Types of residential mortgages
We can arrange residential mortgages for the purchase or refinance of 1-4 family, owner-occupied and investment residential properties.
Residential mortgages are also available for new construction or renovation of existing a 1-4 family residential property.
Mortgages involving construction usually allow for an initial period of about 12 months to complete the work. During the construction phase, monthly payments are calculated as interest only based on the amount of funds that have been issued. When the property is complete and a Certificate of Occupancy is issued, most construction loans will convert to a fully amortized loan payment schedule.
Self employed borrowers
Income verification for the self employed borrower is our specialty. We begin by reviewing the last two years of personal and business tax returns and extract the income or cash flow that can be used for repayment of the mortgage. At First Hudson Mortgage, we have the underwriting knowledge and experience to address the unique financing challenges that can be presented by the self employed borrower.
The loan limit for Conventional Residential Mortgages is $424,100, as set by Fannie Mae (FMNA) and Freddie Mac (FHLMC).
A loan amount over $424,100 is considered a “Jumbo Mortgage” and is subject to slightly different interest rates and underwriting guidelines.
Loan amounts over the FHLMC/FHMA limit of $424,100, are considered jumbo loans. Interest rate and many standard underwriting guidelines applied to conventional conforming loans, will be modified for the jumbo loan application. Jumbo loans need be originated and underwritten in accordance with the specific requirements of the investor / lender that will ultimately fund the jumbo loan.

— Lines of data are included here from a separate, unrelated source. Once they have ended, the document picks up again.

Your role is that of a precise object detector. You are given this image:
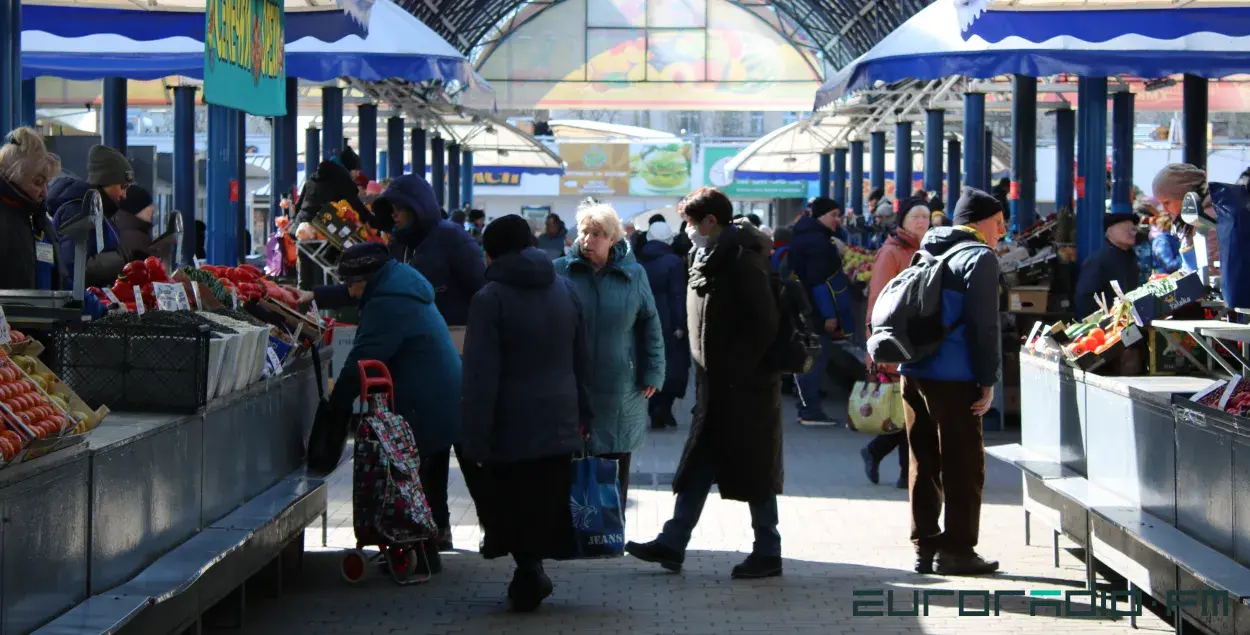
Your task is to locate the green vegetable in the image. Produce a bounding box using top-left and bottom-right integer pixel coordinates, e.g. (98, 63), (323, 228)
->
(182, 267), (231, 305)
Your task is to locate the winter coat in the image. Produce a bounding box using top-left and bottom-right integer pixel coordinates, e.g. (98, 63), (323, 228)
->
(1075, 239), (1142, 321)
(536, 226), (569, 260)
(113, 210), (154, 261)
(899, 227), (1001, 388)
(460, 247), (593, 463)
(382, 175), (486, 327)
(788, 214), (853, 329)
(638, 239), (690, 398)
(1151, 227), (1182, 274)
(865, 231), (920, 332)
(675, 220), (782, 502)
(293, 161), (373, 229)
(49, 177), (125, 289)
(328, 260), (462, 454)
(554, 239), (665, 455)
(0, 176), (61, 291)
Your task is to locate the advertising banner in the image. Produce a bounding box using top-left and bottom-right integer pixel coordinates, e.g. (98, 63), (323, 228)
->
(559, 142), (693, 197)
(204, 0), (287, 116)
(629, 142), (693, 197)
(703, 146), (806, 199)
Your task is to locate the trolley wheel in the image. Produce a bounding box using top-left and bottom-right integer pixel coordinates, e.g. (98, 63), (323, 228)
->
(387, 546), (418, 583)
(341, 549), (368, 583)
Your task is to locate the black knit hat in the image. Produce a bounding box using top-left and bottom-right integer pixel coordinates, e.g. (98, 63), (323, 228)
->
(808, 197), (841, 219)
(952, 186), (1003, 226)
(482, 214), (535, 260)
(120, 184), (154, 216)
(1104, 212), (1137, 231)
(898, 196), (930, 219)
(339, 146), (361, 172)
(336, 242), (391, 283)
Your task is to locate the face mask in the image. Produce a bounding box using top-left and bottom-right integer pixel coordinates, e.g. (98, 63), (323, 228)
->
(686, 224), (708, 250)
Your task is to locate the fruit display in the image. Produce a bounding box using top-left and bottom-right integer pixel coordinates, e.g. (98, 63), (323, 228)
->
(0, 348), (106, 466)
(84, 257), (174, 311)
(1187, 377), (1250, 419)
(179, 264), (301, 310)
(842, 246), (874, 283)
(310, 200), (382, 249)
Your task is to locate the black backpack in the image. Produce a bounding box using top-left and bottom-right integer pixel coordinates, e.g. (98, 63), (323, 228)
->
(762, 272), (823, 374)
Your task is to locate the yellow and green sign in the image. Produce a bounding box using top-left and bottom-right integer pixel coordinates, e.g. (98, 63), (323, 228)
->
(204, 0), (286, 116)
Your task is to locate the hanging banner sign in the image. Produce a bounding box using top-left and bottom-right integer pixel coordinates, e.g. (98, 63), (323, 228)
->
(204, 0), (286, 117)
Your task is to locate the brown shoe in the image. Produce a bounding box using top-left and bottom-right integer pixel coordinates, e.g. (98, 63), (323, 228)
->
(935, 550), (999, 576)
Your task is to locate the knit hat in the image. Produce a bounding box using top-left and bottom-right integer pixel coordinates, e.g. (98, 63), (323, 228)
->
(339, 147), (361, 172)
(898, 196), (930, 219)
(336, 242), (391, 283)
(482, 214), (535, 259)
(1152, 163), (1206, 201)
(647, 220), (674, 244)
(86, 145), (133, 187)
(952, 186), (1003, 226)
(1104, 212), (1137, 231)
(808, 197), (841, 219)
(120, 184), (153, 216)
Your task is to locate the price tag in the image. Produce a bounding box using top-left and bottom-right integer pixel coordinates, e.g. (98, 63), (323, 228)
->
(35, 242), (55, 264)
(94, 214), (105, 256)
(103, 287), (122, 308)
(265, 347), (283, 377)
(153, 282), (190, 311)
(133, 286), (146, 315)
(193, 257), (203, 269)
(231, 289), (240, 310)
(0, 306), (10, 346)
(190, 282), (203, 310)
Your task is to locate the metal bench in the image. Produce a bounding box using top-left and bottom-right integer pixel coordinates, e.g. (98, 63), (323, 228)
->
(987, 443), (1082, 567)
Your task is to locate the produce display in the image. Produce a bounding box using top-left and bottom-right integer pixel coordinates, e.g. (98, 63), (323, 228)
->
(85, 257), (171, 312)
(185, 264), (301, 308)
(1188, 377), (1250, 418)
(842, 246), (873, 283)
(309, 200), (383, 250)
(0, 348), (104, 466)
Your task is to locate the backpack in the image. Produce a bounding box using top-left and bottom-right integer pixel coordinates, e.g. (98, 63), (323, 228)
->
(867, 241), (991, 364)
(762, 271), (823, 375)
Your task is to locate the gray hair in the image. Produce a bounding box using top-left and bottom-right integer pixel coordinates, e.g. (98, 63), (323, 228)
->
(0, 128), (61, 190)
(576, 201), (626, 244)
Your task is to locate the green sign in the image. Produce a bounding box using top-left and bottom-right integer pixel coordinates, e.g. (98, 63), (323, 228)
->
(702, 146), (807, 199)
(204, 0), (286, 116)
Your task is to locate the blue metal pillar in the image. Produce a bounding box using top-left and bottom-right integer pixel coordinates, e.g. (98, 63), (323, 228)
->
(895, 121), (913, 198)
(206, 105), (238, 265)
(963, 92), (986, 191)
(849, 140), (865, 216)
(358, 104), (378, 179)
(1055, 108), (1076, 213)
(321, 86), (343, 162)
(462, 150), (474, 208)
(102, 77), (128, 153)
(924, 109), (944, 194)
(1183, 74), (1208, 170)
(832, 148), (847, 205)
(9, 0), (18, 130)
(1077, 76), (1108, 265)
(0, 0), (11, 133)
(431, 136), (445, 208)
(386, 116), (404, 178)
(984, 128), (994, 194)
(21, 79), (35, 128)
(447, 143), (461, 211)
(282, 79), (298, 201)
(236, 110), (247, 261)
(378, 151), (389, 180)
(173, 86), (197, 265)
(818, 153), (832, 199)
(1111, 91), (1135, 213)
(305, 127), (320, 179)
(1011, 75), (1038, 231)
(412, 127), (427, 177)
(946, 137), (961, 214)
(869, 131), (886, 194)
(270, 79), (297, 228)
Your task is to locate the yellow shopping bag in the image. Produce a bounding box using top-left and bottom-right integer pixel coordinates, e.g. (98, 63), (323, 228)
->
(847, 377), (907, 435)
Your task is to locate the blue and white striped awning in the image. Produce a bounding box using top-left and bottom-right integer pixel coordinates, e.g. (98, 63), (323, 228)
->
(817, 0), (1250, 109)
(955, 0), (1250, 43)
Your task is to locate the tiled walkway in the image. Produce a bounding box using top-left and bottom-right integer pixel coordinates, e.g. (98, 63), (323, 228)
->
(228, 392), (1171, 635)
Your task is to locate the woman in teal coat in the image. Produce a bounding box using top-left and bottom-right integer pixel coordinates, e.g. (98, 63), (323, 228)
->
(554, 203), (665, 504)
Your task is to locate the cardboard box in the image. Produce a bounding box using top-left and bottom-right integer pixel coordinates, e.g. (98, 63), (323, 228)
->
(1008, 286), (1069, 314)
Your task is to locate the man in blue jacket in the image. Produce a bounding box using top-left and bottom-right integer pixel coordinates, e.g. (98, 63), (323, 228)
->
(787, 197), (851, 426)
(50, 145), (134, 288)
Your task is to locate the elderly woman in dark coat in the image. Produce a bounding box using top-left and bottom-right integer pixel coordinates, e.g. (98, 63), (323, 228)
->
(461, 215), (593, 613)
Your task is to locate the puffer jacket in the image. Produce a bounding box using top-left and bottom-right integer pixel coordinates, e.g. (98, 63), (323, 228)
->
(899, 227), (1001, 387)
(554, 239), (665, 455)
(460, 247), (592, 463)
(0, 176), (61, 290)
(536, 226), (568, 260)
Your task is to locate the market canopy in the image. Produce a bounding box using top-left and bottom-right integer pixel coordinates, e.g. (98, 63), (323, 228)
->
(546, 121), (678, 142)
(955, 0), (1250, 43)
(815, 0), (1250, 109)
(726, 116), (853, 180)
(22, 0), (480, 88)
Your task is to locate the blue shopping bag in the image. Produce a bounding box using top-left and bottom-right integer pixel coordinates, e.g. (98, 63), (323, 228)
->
(569, 455), (625, 559)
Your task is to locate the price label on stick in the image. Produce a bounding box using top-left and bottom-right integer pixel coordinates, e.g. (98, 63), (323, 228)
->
(0, 306), (10, 346)
(153, 282), (191, 312)
(190, 282), (203, 310)
(103, 287), (122, 309)
(231, 289), (240, 310)
(133, 286), (146, 316)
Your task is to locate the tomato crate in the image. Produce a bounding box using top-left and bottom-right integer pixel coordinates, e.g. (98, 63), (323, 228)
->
(52, 322), (212, 414)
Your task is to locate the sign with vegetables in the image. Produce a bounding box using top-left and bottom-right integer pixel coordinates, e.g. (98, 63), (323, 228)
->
(204, 0), (286, 116)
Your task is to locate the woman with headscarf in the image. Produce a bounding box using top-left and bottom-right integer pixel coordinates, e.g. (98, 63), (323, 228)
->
(636, 217), (689, 429)
(0, 128), (63, 290)
(1151, 163), (1220, 274)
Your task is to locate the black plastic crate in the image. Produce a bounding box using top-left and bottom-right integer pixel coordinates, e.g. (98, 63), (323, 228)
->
(53, 322), (211, 414)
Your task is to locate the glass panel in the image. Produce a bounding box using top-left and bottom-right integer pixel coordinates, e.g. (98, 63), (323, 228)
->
(586, 29), (647, 81)
(478, 0), (587, 82)
(706, 0), (818, 82)
(646, 30), (706, 82)
(587, 0), (646, 28)
(647, 0), (706, 28)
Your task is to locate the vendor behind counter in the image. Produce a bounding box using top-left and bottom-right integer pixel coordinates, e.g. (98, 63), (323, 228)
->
(50, 145), (137, 289)
(1075, 212), (1146, 375)
(0, 128), (65, 291)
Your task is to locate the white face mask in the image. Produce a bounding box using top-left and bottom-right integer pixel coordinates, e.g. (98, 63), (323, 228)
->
(686, 224), (708, 250)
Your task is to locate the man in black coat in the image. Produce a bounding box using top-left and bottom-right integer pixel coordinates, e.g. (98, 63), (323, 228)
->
(626, 187), (784, 580)
(1074, 212), (1141, 321)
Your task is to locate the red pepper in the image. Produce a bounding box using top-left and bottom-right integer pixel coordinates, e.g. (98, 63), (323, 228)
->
(144, 256), (168, 282)
(121, 261), (150, 286)
(111, 283), (135, 302)
(238, 264), (263, 280)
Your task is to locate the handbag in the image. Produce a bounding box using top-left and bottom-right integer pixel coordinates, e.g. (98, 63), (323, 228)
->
(306, 345), (351, 474)
(567, 448), (625, 559)
(847, 370), (907, 436)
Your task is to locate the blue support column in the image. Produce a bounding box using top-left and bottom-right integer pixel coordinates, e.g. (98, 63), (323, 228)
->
(206, 105), (238, 265)
(0, 0), (11, 133)
(321, 86), (342, 162)
(447, 143), (461, 211)
(305, 127), (319, 180)
(1011, 75), (1038, 231)
(282, 79), (298, 200)
(386, 116), (404, 178)
(849, 140), (865, 216)
(270, 79), (297, 229)
(818, 153), (832, 199)
(895, 121), (913, 197)
(946, 137), (962, 213)
(1111, 91), (1135, 213)
(1183, 74), (1208, 170)
(462, 150), (474, 208)
(431, 136), (445, 208)
(984, 128), (994, 194)
(869, 131), (886, 194)
(1077, 76), (1108, 265)
(236, 110), (247, 261)
(963, 92), (986, 191)
(9, 0), (18, 130)
(832, 148), (847, 205)
(173, 86), (197, 265)
(358, 104), (378, 179)
(924, 109), (944, 194)
(21, 79), (35, 128)
(412, 128), (427, 177)
(102, 77), (128, 153)
(1055, 108), (1076, 213)
(378, 151), (389, 180)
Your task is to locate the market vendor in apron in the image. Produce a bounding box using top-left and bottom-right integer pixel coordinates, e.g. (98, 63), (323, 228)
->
(1074, 212), (1146, 375)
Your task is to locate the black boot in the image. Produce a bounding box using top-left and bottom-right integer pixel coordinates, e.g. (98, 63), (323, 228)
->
(625, 540), (684, 573)
(914, 547), (936, 574)
(860, 447), (880, 485)
(436, 527), (453, 552)
(507, 564), (553, 612)
(731, 554), (783, 579)
(896, 472), (908, 489)
(935, 550), (1000, 576)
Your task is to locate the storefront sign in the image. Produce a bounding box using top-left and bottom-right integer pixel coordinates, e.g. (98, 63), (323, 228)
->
(559, 142), (693, 197)
(702, 147), (806, 199)
(204, 0), (286, 116)
(474, 170), (524, 186)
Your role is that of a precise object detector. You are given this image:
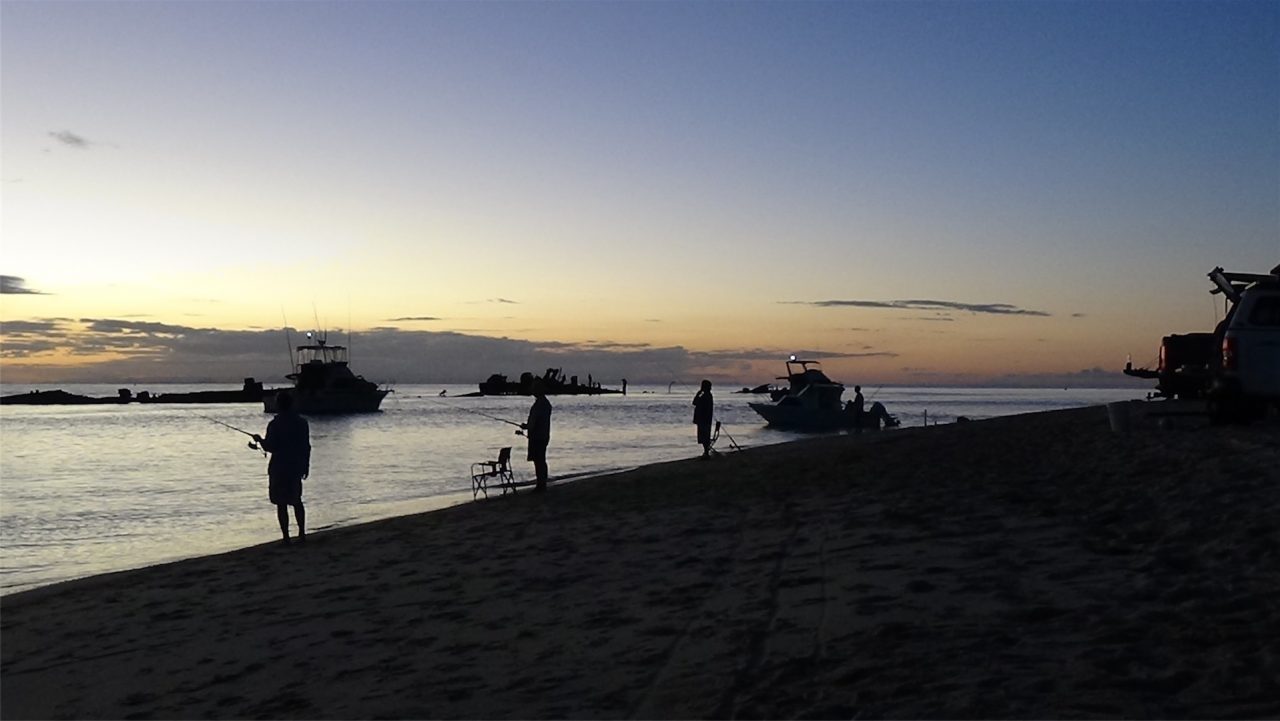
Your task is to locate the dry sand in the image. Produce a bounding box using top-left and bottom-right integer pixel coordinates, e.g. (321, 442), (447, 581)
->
(3, 403), (1278, 719)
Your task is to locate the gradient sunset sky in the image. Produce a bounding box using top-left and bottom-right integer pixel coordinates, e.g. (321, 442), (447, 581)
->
(2, 0), (1277, 387)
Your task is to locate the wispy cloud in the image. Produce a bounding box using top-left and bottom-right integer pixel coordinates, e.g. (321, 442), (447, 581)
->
(538, 340), (655, 352)
(80, 319), (191, 336)
(387, 316), (442, 322)
(1, 276), (47, 294)
(48, 130), (91, 149)
(463, 298), (520, 305)
(691, 348), (898, 363)
(0, 319), (64, 334)
(786, 299), (1050, 317)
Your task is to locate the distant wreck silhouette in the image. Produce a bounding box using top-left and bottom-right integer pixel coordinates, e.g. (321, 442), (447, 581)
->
(0, 378), (281, 406)
(478, 368), (625, 396)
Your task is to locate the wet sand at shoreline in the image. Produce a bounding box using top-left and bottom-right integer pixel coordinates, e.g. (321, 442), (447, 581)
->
(3, 404), (1278, 719)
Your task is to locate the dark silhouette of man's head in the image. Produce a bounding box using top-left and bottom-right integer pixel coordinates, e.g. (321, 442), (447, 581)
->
(700, 380), (712, 391)
(276, 392), (294, 411)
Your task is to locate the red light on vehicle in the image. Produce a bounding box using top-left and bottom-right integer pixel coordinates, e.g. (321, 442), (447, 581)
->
(1222, 336), (1238, 371)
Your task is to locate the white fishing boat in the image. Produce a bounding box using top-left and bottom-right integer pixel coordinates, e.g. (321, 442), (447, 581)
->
(748, 357), (898, 430)
(748, 357), (849, 429)
(263, 333), (389, 414)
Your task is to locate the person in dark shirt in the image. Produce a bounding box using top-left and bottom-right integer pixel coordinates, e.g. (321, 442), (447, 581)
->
(521, 380), (553, 491)
(692, 379), (714, 458)
(254, 392), (311, 544)
(852, 385), (865, 431)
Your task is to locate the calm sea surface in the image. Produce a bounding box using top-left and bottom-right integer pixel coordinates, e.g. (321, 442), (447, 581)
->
(0, 383), (1145, 595)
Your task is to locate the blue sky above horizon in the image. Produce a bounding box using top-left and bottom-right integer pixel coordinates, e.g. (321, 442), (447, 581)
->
(2, 0), (1277, 386)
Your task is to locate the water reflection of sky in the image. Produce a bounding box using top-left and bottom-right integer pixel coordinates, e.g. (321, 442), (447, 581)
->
(0, 384), (1145, 593)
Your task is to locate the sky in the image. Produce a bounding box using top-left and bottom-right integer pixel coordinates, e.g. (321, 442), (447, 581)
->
(2, 0), (1277, 388)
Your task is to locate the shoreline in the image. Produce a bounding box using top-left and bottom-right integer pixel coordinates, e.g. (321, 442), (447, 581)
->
(4, 404), (1278, 719)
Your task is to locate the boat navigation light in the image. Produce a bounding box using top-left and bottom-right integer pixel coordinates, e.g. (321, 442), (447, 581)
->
(789, 354), (796, 361)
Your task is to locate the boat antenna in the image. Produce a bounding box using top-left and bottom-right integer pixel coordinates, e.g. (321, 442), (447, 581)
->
(281, 308), (295, 370)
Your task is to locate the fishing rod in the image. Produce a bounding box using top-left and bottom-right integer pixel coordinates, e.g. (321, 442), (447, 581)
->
(199, 414), (255, 437)
(197, 415), (267, 456)
(714, 421), (743, 452)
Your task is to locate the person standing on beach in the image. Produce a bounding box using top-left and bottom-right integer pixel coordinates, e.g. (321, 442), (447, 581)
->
(521, 380), (552, 491)
(253, 392), (310, 544)
(692, 379), (714, 458)
(852, 385), (865, 430)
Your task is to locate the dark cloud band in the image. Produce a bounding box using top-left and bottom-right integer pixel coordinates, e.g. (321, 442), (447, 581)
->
(1, 276), (47, 295)
(785, 298), (1050, 317)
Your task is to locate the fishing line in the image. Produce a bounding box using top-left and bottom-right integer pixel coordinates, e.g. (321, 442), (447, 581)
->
(425, 396), (524, 428)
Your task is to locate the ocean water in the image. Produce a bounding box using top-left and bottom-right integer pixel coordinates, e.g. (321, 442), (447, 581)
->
(0, 383), (1146, 595)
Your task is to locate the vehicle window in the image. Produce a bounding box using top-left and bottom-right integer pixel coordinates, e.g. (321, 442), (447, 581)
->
(1247, 295), (1280, 326)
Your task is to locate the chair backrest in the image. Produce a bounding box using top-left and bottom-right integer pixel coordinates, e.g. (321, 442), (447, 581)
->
(497, 446), (512, 468)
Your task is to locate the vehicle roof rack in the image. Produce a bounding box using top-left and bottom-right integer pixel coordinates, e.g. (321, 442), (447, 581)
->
(1208, 265), (1279, 303)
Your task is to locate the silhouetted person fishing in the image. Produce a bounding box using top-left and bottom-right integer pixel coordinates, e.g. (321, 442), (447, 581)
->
(520, 380), (552, 491)
(692, 379), (714, 458)
(253, 392), (310, 545)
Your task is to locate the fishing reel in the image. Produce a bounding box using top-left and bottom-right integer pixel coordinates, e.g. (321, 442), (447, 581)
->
(247, 440), (266, 457)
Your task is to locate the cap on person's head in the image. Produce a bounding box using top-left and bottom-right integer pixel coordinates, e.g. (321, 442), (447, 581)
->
(276, 392), (294, 411)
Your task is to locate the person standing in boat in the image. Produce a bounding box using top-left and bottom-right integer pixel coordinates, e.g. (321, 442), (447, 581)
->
(692, 379), (715, 459)
(253, 392), (311, 544)
(521, 380), (552, 492)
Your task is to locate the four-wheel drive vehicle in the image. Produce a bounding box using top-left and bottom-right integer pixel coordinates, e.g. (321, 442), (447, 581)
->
(1209, 265), (1280, 419)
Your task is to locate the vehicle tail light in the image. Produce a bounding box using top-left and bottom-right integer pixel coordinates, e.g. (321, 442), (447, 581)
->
(1222, 336), (1238, 372)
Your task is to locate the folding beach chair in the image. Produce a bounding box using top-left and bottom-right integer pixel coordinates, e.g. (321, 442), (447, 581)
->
(470, 446), (515, 499)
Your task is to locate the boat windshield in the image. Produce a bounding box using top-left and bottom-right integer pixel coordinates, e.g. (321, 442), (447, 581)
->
(295, 343), (349, 368)
(785, 360), (834, 385)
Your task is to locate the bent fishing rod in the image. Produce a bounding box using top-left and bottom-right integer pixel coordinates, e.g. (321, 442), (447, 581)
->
(197, 414), (267, 456)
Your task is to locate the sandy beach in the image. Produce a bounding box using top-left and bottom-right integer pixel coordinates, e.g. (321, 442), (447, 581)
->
(3, 403), (1278, 719)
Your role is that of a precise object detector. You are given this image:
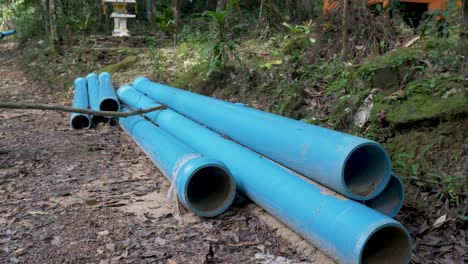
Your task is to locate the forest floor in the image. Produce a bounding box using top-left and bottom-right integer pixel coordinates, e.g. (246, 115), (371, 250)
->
(1, 34), (467, 264)
(0, 43), (333, 263)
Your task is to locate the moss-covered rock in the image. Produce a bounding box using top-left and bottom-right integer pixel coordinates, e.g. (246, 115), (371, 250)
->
(99, 55), (138, 74)
(170, 62), (210, 90)
(372, 94), (468, 127)
(405, 75), (466, 97)
(353, 47), (423, 90)
(169, 62), (236, 95)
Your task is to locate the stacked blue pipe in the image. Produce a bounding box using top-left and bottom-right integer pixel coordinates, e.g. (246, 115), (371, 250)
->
(364, 173), (405, 218)
(70, 78), (91, 129)
(119, 107), (236, 217)
(117, 85), (412, 264)
(0, 29), (16, 39)
(133, 78), (392, 201)
(82, 72), (120, 126)
(86, 73), (109, 125)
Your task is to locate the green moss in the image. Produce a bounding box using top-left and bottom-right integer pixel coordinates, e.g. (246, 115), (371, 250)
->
(170, 62), (210, 89)
(352, 47), (423, 90)
(405, 75), (465, 96)
(282, 35), (311, 55)
(99, 55), (138, 74)
(372, 94), (468, 126)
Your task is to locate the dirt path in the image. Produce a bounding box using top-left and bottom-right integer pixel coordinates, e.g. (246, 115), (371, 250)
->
(0, 43), (335, 264)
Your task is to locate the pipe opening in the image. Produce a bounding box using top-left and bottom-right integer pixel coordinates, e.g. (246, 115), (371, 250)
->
(187, 166), (233, 213)
(365, 176), (403, 216)
(344, 145), (388, 197)
(71, 115), (90, 129)
(100, 98), (119, 112)
(92, 115), (110, 125)
(361, 226), (411, 264)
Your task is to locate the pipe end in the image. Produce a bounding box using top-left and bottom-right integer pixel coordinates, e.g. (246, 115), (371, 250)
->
(343, 143), (392, 200)
(99, 98), (120, 112)
(365, 174), (404, 218)
(71, 114), (91, 129)
(91, 115), (110, 126)
(360, 223), (412, 264)
(176, 157), (236, 218)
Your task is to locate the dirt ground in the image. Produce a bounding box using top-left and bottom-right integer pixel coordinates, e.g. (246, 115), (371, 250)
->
(1, 41), (466, 264)
(0, 43), (335, 264)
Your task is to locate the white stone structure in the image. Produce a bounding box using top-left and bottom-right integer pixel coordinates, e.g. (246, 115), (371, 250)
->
(105, 0), (136, 37)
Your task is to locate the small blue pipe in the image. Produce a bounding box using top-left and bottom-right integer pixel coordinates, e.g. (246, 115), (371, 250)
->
(86, 73), (109, 125)
(118, 86), (412, 264)
(70, 77), (91, 129)
(133, 78), (391, 201)
(0, 29), (16, 39)
(119, 108), (236, 217)
(364, 173), (405, 218)
(98, 72), (120, 112)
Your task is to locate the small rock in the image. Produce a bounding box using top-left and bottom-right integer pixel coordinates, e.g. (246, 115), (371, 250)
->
(106, 243), (115, 251)
(98, 230), (110, 237)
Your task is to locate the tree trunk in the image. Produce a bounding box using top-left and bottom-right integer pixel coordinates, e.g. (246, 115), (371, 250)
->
(341, 0), (349, 60)
(41, 0), (49, 35)
(173, 0), (181, 33)
(49, 0), (57, 48)
(461, 0), (468, 76)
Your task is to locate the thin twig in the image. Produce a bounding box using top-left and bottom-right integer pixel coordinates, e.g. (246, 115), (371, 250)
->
(0, 102), (166, 117)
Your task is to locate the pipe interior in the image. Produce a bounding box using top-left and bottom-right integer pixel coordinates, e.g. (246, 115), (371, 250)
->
(100, 98), (119, 112)
(71, 115), (90, 129)
(344, 145), (388, 197)
(186, 166), (233, 213)
(361, 226), (411, 264)
(92, 115), (110, 126)
(366, 176), (403, 216)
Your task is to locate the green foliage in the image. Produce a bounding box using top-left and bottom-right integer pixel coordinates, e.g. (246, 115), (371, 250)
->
(2, 1), (43, 41)
(419, 10), (451, 38)
(154, 8), (175, 34)
(405, 75), (465, 96)
(148, 37), (166, 79)
(201, 0), (240, 76)
(424, 174), (465, 206)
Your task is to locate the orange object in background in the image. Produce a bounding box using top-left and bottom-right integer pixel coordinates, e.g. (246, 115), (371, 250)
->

Conventional residential mortgages are available with either fixed or adjustable rates and a variety of loan terms. Fixed rates are usually locked at application and remain the same for the life of the loan. Adjustable rates typically offer an initial below market interest rate that will adjust up or down, with the corresponding index and margins. Typically, the shorter the term of the loan, the lower the interest rate will be.
Interest rates vary from lender to lender and are influenced by credit, equity, property type and loan terms. The 30 year fixed-rate mortgage is considered the gold standard of conventional residential mortgages. The interest rate does not change and payments are spread out over the 30 year term, allowing for the lowest required monthly payment.
Historically, buyers needed a cash down payment of 20% of the purchase price when buying a property. However, as property values have increased, most buyers do not have a 20% down payment. Today, loan features such as mortgage insurance can be utilized to arrange competitive and affordable mortgages with small or no down payment. FHA, USDA and VA loan programs offer mortgages with a government guarantee form of mortgage insurance. The cost of mortgage insurance will vary depending on the program and, if necessary, the cost of mortgage insurance can be financed as part of the mortgage.
The loan balance can be prepaid in part of in full at any time through out the loan process. Prepayments made to the principle balance will lower the total amount of interest paid over the life of the loan and shorten the term of the loan. The required monthly payment will not change when you prepay a fixed rate loan, unless the loan is being refinanced.
Government-insured loan programs
Lenders provide the funds and a government entity provides the insurance for FHA, USDA, VA and Reverse Mortgage loan programs. The Borrower pays the Insurance premium.
Government-insured loan programs are intended to assist borrower by offering lending solutions and allowing exceptions for borrowers that may not meet conventional underwriting guideline. However, careful examination of the program details, costs and features is recommended before choosing a government insured loan.
First Hudson Mortgage can arrange *Reverse Mortgages, FHA, USDA and VA loans for qualified borrowers.
* Reverse Mortgages offer borrowers over 62 years of age, the opportunity to convert equity in their home to cash with out having to make monthy payment, while still enables them to retain ownership of thier home.